Avoid grouping your employees by typical demographics such as age or offering everyone a one-size programme. Instead focus on providing support for working parents or flexibility for employees with a longer commute. Speak to your employees and find out the benefits that will most benefit them.

 

  1. Build in your brand values

Reinforce your values to align employees with your brand. Cancer Research UK developed the ‘Our Heroes’ recognition scheme to show appreciation for employees displaying the organisation values. Winners are invited to a VIP party.

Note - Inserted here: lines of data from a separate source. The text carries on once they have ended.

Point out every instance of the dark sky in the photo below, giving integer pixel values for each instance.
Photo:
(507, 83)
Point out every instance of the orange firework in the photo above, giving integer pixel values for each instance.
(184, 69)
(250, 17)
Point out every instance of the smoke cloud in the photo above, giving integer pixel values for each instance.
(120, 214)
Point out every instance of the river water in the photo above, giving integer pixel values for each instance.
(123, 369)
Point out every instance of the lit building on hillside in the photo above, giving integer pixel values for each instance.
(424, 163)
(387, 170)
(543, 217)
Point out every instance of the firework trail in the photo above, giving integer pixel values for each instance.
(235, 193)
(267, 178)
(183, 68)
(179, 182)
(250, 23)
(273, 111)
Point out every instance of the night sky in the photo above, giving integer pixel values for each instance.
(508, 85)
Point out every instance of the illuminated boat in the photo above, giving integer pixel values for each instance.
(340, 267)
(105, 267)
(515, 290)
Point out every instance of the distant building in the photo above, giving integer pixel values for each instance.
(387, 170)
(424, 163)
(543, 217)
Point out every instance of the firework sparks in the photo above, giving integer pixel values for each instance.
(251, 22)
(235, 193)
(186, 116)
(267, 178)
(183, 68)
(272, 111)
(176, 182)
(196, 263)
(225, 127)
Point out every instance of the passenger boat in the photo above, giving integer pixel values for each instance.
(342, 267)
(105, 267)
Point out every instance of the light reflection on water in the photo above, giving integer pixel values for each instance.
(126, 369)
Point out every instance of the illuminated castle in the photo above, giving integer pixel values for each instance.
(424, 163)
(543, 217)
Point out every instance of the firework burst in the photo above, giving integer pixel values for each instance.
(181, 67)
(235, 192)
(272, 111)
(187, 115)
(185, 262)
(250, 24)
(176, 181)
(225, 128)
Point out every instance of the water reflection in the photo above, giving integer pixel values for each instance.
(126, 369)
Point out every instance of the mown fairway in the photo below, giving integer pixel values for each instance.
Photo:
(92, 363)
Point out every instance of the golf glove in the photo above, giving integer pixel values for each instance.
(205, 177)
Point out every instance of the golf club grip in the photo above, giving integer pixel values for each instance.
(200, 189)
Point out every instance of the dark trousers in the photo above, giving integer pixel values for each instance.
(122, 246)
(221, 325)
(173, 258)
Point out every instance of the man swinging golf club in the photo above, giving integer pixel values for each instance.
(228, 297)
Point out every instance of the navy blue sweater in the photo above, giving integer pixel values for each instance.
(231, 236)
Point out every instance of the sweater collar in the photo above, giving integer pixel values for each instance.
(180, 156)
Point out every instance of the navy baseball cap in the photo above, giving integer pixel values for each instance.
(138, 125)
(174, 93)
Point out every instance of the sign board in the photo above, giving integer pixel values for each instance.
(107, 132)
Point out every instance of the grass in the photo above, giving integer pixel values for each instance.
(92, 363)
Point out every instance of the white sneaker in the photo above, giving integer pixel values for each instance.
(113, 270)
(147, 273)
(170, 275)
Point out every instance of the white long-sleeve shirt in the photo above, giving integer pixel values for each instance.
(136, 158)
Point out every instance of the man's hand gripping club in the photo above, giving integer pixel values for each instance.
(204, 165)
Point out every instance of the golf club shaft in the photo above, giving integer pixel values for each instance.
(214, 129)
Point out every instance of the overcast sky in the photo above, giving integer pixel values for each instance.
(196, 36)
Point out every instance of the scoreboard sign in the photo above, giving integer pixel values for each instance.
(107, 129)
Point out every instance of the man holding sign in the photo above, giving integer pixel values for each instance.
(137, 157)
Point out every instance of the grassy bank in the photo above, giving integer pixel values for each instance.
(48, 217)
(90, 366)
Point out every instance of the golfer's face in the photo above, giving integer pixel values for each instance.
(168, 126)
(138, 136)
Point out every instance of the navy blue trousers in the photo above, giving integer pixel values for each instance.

Live streaming of the awards to all offices ensures everyone is involved. Follow up surveys have shown a 7% increase in employee recognition, with their Brand Beliefs embedded into the day-to-day business.

 

  1. Crowdsource nominations for awards

Encourage teams to recognise and praise each other using a nomination system over email, branded postcards or an online portal. Treats and prizes for employees with the most nominations could include free lunches, vouchers and a shout-out in team meetings or newsletters.

Credit: Pexels

 

  1. Knitting circles

Forget bar-tabs and spa treatments. Employees are looking for alternative experiences where they can learn new skills such as knitting, painting, cooking and jewellery making. Activities like these will have a minimal impact on your budget too; employees just need the chance to develop new skills and engage with each other.

 

  1. Look after employee wellbeing

With the growth of emotional and mental health awareness, it’s important to assess the risk of stress and burnout in your surveys. Flexible working, wellbeing support, massages and mindfulness training can all support employees.

 

  1. Trust your employees and show it

Give your employees the autonomy of where and how they work. 75% of employees would prefer flexible working, and millennials are most likely to look for flexibility when applying for jobs. Where possible, allow employees to work remotely and make sure they have the right tools to complete their work effectively. Ensure you achieve a balance between communicating through team chats and social activities and offering remote workers space to fulfil their role without guilt or pressure.

 

  1. Ask for feedback and then do something about it

Offer employees a platform for feedback by using People Insight’s surveys and 360 feedback services. Many employees don’t believe change will happen after a survey, so keep them updated with regular communication from your leaders, your managers and employee task-forces. Invite them to give further feedback and ideas at open offices and town halls too, to keep up momentum before the big changes are ready to introduce.